For this we want to focus on development releases. In Debian, there's Testing and also Sid for advanced users. Ubuntu has development releases, too, but for this How-To we'll concentrate on Debian since Ubuntu is based on it anyway.

If you decide on Testing (Jessie as of this writing), you can install from a Wheezy disc and then upgrade, or you can directly install from a Jessie installer (found on this page). Debian Sid cannot be installed directly from a disc. You must either install Wheezy or Jessie first and then upgrade.

Installing Jessie directly is simple enough, so let's illustrate how to upgrade from Wheezy. Once any kind of Wheezy is installed, it could be just a base system without a GUI, you need to edit your /etc/apt/sources.list file. You'll see several download mirrors with either "stable" or "wheezy" in them. To upgrade to Testing, replace every instance of "stable" or "wheezy" with either "testing" or "jessie". If you want your system to stick with Jessie after it turns stable, use "jessie", but if you want to stay permanently on a Testing rolling release, use "testing".

Note here, Wheezy installs should list an additional wheezy-updates repository (not to be confused with the security "wheezy/updates" one), but there's no such thing as jessie-updates. Instead, as of right now, it's jessie-proposed-updates, so replace with that. To see which repositories are actually available for your release, enter your mirror's url in a browser ( in my case) and click on dists. Peter S. reported problems with this, so I think it's wrong. Just comment out the "wheezy-updates" lines (not "wheezy/updates" in the security urls) and leave it at that.

Once you got all that worked out, save and exit and run the following command to update your repositories:

sudo aptitude update

Then to actually upgrade your system, run:

sudo aptitude full-upgrade

and your kernel and all packages will be upgraded to Testing.

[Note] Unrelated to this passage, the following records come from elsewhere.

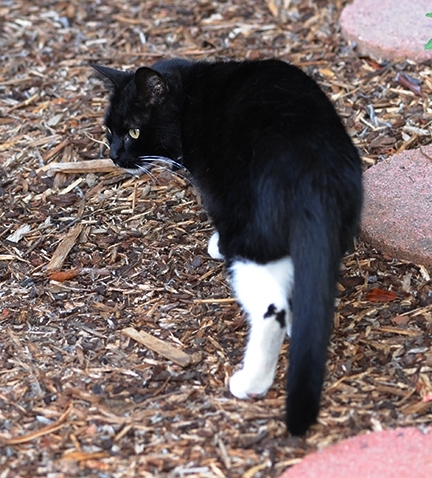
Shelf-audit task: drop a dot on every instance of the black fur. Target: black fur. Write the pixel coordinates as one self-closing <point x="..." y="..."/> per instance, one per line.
<point x="278" y="173"/>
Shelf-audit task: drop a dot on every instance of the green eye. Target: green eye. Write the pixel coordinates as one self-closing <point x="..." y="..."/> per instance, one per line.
<point x="134" y="133"/>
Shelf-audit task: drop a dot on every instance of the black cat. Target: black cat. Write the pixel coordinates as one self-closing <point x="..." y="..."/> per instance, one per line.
<point x="281" y="180"/>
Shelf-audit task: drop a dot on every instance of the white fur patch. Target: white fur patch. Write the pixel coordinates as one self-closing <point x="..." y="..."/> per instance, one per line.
<point x="263" y="291"/>
<point x="213" y="247"/>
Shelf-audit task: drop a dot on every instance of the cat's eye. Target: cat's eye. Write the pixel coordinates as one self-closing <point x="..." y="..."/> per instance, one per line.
<point x="134" y="133"/>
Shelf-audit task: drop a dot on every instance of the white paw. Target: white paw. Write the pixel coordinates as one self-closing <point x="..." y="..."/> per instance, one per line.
<point x="213" y="247"/>
<point x="244" y="385"/>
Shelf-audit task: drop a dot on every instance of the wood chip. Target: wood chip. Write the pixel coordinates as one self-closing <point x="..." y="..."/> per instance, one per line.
<point x="63" y="249"/>
<point x="159" y="346"/>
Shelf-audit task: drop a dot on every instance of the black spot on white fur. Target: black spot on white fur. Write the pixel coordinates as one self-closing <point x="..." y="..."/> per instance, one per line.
<point x="279" y="315"/>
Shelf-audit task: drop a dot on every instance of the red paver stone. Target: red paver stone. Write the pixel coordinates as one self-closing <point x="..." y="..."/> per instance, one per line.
<point x="397" y="214"/>
<point x="389" y="29"/>
<point x="400" y="453"/>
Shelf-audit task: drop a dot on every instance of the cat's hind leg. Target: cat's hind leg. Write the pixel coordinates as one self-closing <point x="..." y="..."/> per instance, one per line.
<point x="263" y="291"/>
<point x="213" y="247"/>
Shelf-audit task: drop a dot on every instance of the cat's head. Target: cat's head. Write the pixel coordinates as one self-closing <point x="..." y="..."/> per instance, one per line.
<point x="140" y="120"/>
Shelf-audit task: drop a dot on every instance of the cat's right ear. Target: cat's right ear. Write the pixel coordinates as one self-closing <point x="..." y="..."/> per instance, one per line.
<point x="113" y="78"/>
<point x="151" y="86"/>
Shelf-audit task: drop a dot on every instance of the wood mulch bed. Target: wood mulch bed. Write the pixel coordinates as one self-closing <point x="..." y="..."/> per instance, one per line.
<point x="90" y="257"/>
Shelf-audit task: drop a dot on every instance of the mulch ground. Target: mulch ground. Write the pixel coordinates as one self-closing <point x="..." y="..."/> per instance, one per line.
<point x="91" y="256"/>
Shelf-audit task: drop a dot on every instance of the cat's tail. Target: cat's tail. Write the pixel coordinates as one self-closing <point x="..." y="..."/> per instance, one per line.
<point x="315" y="251"/>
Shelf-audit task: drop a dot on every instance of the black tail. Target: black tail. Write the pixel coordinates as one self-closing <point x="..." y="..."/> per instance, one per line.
<point x="315" y="251"/>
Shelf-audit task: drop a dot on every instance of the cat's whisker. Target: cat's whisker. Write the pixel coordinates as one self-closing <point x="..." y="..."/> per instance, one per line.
<point x="164" y="164"/>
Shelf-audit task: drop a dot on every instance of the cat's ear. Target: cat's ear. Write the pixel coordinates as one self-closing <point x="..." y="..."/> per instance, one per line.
<point x="114" y="78"/>
<point x="151" y="86"/>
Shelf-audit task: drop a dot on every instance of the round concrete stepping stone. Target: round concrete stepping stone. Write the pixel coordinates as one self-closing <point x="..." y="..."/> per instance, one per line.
<point x="401" y="453"/>
<point x="389" y="29"/>
<point x="397" y="213"/>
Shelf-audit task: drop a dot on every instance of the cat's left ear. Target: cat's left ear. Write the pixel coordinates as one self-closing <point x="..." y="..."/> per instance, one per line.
<point x="151" y="86"/>
<point x="114" y="78"/>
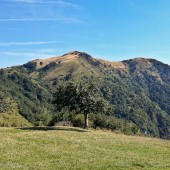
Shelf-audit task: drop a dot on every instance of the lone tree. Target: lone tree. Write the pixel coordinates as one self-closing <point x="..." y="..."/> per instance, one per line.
<point x="80" y="98"/>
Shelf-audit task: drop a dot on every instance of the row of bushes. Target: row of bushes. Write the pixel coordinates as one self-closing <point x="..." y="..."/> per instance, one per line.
<point x="96" y="121"/>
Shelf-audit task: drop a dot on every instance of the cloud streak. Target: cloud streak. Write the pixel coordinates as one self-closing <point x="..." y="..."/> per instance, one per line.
<point x="26" y="43"/>
<point x="40" y="2"/>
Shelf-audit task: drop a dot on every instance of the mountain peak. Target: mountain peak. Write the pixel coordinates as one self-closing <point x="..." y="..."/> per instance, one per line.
<point x="79" y="54"/>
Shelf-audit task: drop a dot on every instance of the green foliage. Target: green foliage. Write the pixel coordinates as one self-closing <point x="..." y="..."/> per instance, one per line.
<point x="80" y="98"/>
<point x="138" y="91"/>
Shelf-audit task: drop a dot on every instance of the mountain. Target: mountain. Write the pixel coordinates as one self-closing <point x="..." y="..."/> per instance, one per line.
<point x="138" y="89"/>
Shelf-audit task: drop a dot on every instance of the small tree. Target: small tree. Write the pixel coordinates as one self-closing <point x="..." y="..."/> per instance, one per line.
<point x="80" y="98"/>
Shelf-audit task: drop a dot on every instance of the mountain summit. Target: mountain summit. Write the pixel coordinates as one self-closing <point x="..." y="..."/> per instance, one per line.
<point x="138" y="89"/>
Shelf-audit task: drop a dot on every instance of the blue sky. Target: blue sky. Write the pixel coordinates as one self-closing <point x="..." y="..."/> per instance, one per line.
<point x="110" y="29"/>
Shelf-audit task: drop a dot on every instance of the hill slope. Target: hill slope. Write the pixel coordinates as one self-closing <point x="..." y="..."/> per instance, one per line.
<point x="138" y="89"/>
<point x="70" y="148"/>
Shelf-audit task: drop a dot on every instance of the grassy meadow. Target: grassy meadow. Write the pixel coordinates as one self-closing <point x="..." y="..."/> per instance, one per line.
<point x="72" y="148"/>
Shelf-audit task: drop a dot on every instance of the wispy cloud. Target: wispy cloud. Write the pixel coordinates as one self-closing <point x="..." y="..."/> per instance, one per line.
<point x="41" y="11"/>
<point x="29" y="55"/>
<point x="65" y="20"/>
<point x="47" y="2"/>
<point x="26" y="43"/>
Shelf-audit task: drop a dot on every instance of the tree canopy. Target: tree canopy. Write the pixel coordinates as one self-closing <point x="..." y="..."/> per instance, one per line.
<point x="81" y="98"/>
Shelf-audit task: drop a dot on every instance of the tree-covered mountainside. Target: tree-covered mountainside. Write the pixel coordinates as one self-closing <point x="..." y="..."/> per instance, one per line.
<point x="137" y="89"/>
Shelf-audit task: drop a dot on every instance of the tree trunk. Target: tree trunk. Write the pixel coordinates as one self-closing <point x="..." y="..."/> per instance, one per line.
<point x="86" y="123"/>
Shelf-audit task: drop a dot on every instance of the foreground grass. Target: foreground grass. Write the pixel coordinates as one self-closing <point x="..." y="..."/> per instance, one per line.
<point x="70" y="148"/>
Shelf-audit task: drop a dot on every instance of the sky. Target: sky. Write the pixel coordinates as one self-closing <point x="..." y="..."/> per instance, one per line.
<point x="113" y="30"/>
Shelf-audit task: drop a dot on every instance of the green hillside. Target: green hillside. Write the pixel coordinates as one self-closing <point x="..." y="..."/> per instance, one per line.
<point x="137" y="89"/>
<point x="70" y="148"/>
<point x="9" y="113"/>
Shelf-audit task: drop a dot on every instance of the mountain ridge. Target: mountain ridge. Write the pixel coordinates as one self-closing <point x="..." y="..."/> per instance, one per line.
<point x="138" y="89"/>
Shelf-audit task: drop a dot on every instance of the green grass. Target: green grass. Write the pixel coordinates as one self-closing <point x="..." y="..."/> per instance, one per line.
<point x="72" y="148"/>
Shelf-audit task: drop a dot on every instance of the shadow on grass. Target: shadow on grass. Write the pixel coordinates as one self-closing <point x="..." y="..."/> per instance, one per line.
<point x="59" y="128"/>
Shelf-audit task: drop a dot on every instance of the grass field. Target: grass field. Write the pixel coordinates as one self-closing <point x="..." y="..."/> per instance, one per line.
<point x="72" y="148"/>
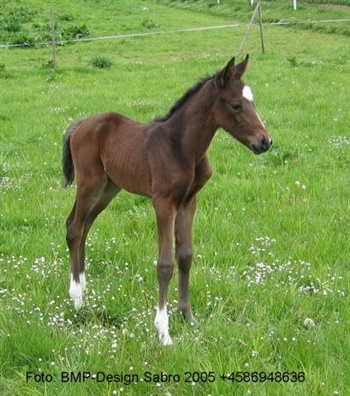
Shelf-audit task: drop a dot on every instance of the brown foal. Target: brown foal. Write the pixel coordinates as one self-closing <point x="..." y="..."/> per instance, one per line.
<point x="164" y="160"/>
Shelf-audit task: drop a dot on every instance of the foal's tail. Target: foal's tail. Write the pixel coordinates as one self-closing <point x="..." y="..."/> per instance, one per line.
<point x="67" y="160"/>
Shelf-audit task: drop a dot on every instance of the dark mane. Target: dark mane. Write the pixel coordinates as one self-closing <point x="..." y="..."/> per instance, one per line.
<point x="183" y="100"/>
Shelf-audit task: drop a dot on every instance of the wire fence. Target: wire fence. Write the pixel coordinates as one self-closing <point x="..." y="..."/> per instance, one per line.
<point x="174" y="31"/>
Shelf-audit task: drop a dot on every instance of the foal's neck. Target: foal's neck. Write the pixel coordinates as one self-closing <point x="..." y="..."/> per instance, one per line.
<point x="194" y="125"/>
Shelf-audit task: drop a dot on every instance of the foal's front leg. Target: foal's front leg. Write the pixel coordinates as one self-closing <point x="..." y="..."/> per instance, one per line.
<point x="165" y="213"/>
<point x="183" y="237"/>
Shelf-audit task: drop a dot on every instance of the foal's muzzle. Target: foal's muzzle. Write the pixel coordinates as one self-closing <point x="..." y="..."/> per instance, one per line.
<point x="263" y="145"/>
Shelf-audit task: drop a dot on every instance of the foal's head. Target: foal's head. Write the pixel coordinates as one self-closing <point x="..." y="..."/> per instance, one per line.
<point x="235" y="110"/>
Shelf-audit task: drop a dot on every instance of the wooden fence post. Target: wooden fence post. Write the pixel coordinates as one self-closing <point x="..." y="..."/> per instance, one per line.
<point x="53" y="40"/>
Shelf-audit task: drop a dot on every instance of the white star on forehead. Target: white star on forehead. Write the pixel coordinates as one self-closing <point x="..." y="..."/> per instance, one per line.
<point x="247" y="93"/>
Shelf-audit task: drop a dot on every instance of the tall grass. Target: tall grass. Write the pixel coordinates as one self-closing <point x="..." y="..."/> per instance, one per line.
<point x="271" y="232"/>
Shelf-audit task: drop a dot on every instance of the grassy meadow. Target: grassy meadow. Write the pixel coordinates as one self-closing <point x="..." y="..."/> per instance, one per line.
<point x="271" y="234"/>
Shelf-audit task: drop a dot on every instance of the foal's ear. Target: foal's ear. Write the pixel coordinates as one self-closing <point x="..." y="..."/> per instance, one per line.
<point x="241" y="68"/>
<point x="225" y="74"/>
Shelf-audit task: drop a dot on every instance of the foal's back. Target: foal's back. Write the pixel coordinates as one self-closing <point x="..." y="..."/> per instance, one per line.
<point x="115" y="145"/>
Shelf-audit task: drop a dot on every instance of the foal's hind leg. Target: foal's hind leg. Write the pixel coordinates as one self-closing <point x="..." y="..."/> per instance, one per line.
<point x="165" y="212"/>
<point x="183" y="239"/>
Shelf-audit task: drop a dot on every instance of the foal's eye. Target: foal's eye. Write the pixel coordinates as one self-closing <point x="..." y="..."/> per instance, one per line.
<point x="236" y="106"/>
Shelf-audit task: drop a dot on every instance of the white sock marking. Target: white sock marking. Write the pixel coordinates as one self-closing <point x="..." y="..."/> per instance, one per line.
<point x="82" y="279"/>
<point x="76" y="292"/>
<point x="162" y="324"/>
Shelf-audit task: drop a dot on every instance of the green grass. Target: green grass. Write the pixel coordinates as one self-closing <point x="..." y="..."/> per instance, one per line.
<point x="271" y="232"/>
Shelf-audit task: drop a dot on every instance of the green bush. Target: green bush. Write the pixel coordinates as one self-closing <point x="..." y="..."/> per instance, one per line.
<point x="100" y="62"/>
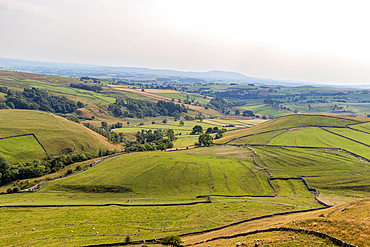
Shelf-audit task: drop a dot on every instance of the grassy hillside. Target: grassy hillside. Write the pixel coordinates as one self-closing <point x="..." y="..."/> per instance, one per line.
<point x="337" y="172"/>
<point x="55" y="133"/>
<point x="175" y="174"/>
<point x="175" y="177"/>
<point x="291" y="121"/>
<point x="348" y="222"/>
<point x="21" y="149"/>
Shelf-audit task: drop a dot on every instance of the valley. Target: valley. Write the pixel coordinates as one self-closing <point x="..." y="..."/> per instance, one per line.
<point x="129" y="162"/>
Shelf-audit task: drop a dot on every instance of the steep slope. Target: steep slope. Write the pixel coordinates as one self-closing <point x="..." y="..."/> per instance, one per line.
<point x="55" y="133"/>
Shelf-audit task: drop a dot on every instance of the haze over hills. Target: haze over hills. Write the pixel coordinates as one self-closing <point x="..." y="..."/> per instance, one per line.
<point x="116" y="73"/>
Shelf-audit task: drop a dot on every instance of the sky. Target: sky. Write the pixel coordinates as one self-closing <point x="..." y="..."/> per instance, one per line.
<point x="325" y="42"/>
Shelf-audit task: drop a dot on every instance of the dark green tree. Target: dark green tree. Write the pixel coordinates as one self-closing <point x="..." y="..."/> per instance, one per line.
<point x="197" y="129"/>
<point x="205" y="140"/>
<point x="173" y="241"/>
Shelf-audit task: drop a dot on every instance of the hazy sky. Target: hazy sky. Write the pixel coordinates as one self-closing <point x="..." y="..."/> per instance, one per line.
<point x="320" y="41"/>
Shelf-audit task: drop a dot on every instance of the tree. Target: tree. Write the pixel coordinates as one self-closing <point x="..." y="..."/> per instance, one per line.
<point x="127" y="239"/>
<point x="173" y="241"/>
<point x="197" y="129"/>
<point x="248" y="113"/>
<point x="205" y="140"/>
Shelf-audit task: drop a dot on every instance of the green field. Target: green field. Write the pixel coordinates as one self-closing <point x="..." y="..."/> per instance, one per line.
<point x="316" y="137"/>
<point x="262" y="138"/>
<point x="339" y="173"/>
<point x="21" y="149"/>
<point x="153" y="177"/>
<point x="182" y="133"/>
<point x="290" y="121"/>
<point x="54" y="132"/>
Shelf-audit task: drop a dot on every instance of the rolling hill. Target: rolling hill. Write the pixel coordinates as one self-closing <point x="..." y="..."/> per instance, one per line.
<point x="56" y="134"/>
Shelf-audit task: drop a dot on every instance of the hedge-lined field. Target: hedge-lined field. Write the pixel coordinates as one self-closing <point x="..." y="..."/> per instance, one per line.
<point x="54" y="132"/>
<point x="291" y="121"/>
<point x="21" y="149"/>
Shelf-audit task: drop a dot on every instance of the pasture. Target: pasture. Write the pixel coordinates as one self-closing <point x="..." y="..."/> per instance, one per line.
<point x="55" y="133"/>
<point x="21" y="149"/>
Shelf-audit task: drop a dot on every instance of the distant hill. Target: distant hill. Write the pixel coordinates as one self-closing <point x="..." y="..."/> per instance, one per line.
<point x="78" y="70"/>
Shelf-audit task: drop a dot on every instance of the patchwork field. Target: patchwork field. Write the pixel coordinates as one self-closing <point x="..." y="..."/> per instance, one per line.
<point x="54" y="132"/>
<point x="21" y="149"/>
<point x="142" y="182"/>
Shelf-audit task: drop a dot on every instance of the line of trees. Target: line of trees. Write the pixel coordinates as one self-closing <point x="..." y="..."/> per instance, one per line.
<point x="141" y="109"/>
<point x="105" y="130"/>
<point x="148" y="140"/>
<point x="95" y="88"/>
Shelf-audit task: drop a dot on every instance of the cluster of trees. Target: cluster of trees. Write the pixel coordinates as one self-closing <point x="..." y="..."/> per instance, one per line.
<point x="215" y="130"/>
<point x="37" y="168"/>
<point x="36" y="99"/>
<point x="141" y="109"/>
<point x="95" y="88"/>
<point x="105" y="130"/>
<point x="148" y="140"/>
<point x="248" y="113"/>
<point x="220" y="103"/>
<point x="198" y="129"/>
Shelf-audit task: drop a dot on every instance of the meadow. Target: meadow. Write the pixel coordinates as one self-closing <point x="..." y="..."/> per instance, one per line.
<point x="55" y="133"/>
<point x="154" y="178"/>
<point x="21" y="149"/>
<point x="292" y="121"/>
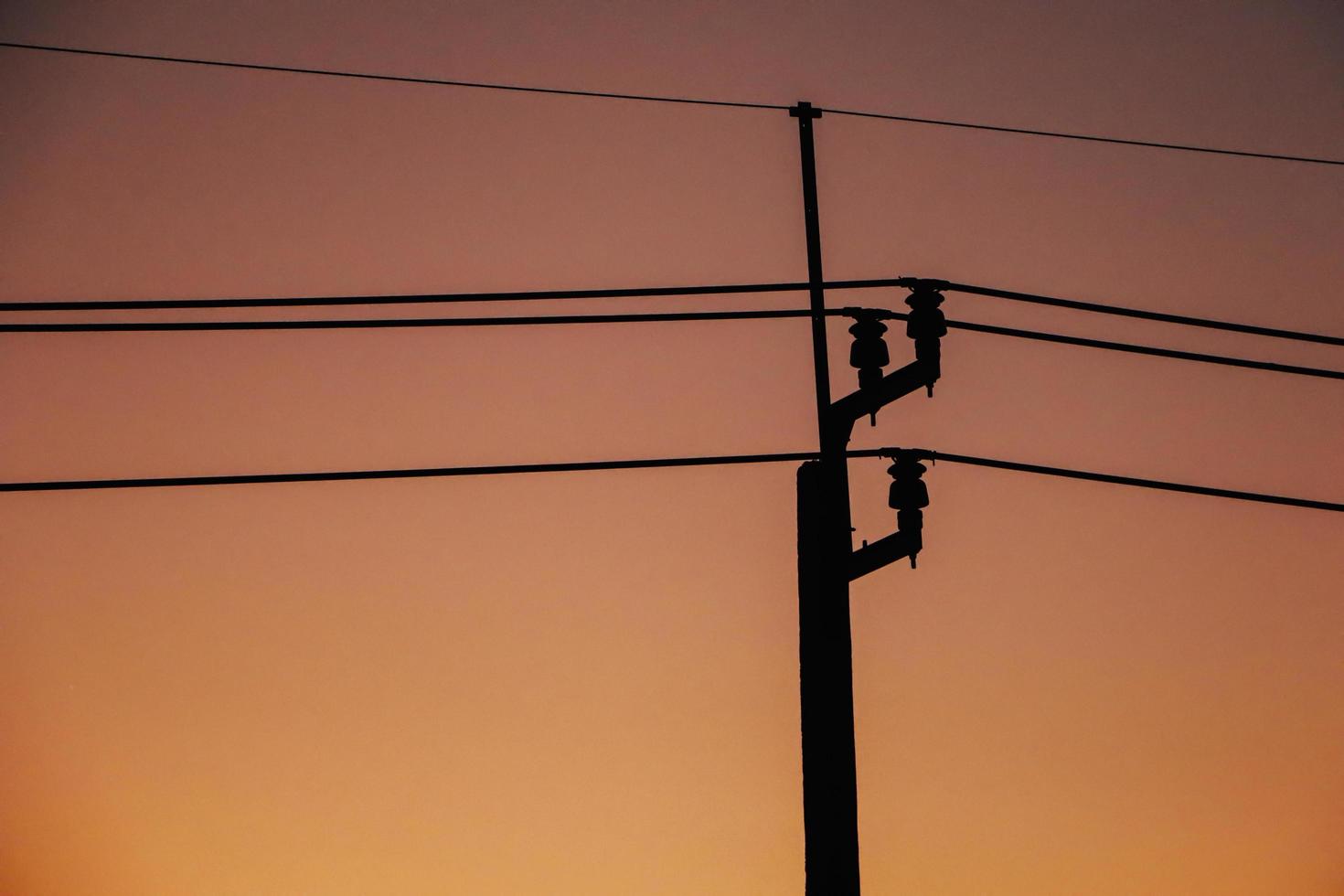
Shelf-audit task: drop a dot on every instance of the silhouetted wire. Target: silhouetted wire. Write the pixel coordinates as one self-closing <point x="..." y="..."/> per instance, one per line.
<point x="1148" y="349"/>
<point x="368" y="76"/>
<point x="581" y="466"/>
<point x="1136" y="312"/>
<point x="1123" y="142"/>
<point x="655" y="98"/>
<point x="657" y="317"/>
<point x="644" y="292"/>
<point x="119" y="326"/>
<point x="1128" y="480"/>
<point x="425" y="298"/>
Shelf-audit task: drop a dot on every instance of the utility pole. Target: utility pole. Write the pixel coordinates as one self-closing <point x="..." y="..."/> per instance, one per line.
<point x="827" y="559"/>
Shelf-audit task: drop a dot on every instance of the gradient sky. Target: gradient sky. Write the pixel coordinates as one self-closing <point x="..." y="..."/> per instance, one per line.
<point x="588" y="683"/>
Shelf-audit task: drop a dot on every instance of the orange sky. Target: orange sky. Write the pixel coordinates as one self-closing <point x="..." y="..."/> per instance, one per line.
<point x="588" y="683"/>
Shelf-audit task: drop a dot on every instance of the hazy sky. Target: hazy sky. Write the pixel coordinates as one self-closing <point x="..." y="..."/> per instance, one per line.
<point x="588" y="683"/>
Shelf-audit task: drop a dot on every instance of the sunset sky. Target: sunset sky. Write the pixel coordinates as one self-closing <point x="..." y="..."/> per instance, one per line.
<point x="586" y="683"/>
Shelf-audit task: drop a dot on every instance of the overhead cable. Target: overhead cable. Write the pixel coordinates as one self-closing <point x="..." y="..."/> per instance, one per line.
<point x="1123" y="142"/>
<point x="122" y="326"/>
<point x="657" y="98"/>
<point x="368" y="76"/>
<point x="648" y="292"/>
<point x="581" y="466"/>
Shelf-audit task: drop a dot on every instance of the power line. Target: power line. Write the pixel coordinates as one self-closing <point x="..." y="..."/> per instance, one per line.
<point x="1128" y="480"/>
<point x="720" y="460"/>
<point x="368" y="76"/>
<point x="120" y="326"/>
<point x="423" y="298"/>
<point x="1123" y="142"/>
<point x="645" y="292"/>
<point x="656" y="98"/>
<point x="1131" y="312"/>
<point x="1146" y="349"/>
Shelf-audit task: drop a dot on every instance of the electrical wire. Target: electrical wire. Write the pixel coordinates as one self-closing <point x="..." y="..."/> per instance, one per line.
<point x="1123" y="142"/>
<point x="425" y="298"/>
<point x="581" y="466"/>
<point x="1129" y="312"/>
<point x="1146" y="349"/>
<point x="656" y="98"/>
<point x="644" y="292"/>
<point x="368" y="76"/>
<point x="120" y="326"/>
<point x="1128" y="480"/>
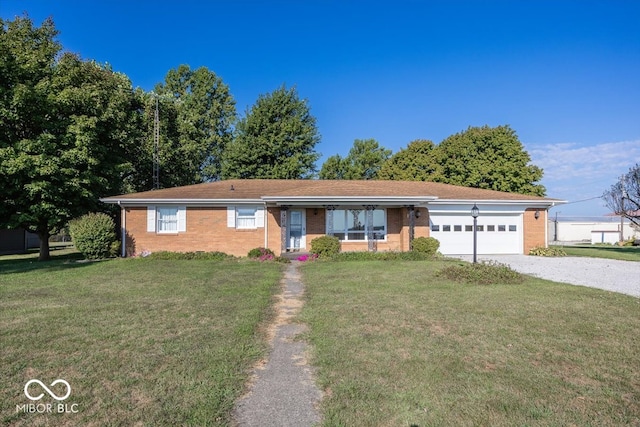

The procedure to upgrade to Sid is basically the same, but Sid doesn't get any security updates or sid-updates, so comment out those lines (if you don't know what "comment out" means without googling, you probably shouldn't be running Sid). Then replace "wheezy" or "jessie", whichever you installed from, with "sid" or "unstable". Then run the two commands above and your computer will explode, I mean, you'll be all set.

From then on, you can install software and report any bugs you find with Debian's reportbug program. It comes in both command line and GUI versions and includes onscreen instructions to walk you through the process. So say if you upgrade to Jessie and suddenly your sound won't work, you can report a bug against alsa-base and say "My system isn't loading the snd-powermac module. What the eff?" Or something like that.

So put those old 'Books and Power Macs to work and make those packages maintainers roll their eyes at looking up Big Endian/Little Endian problems.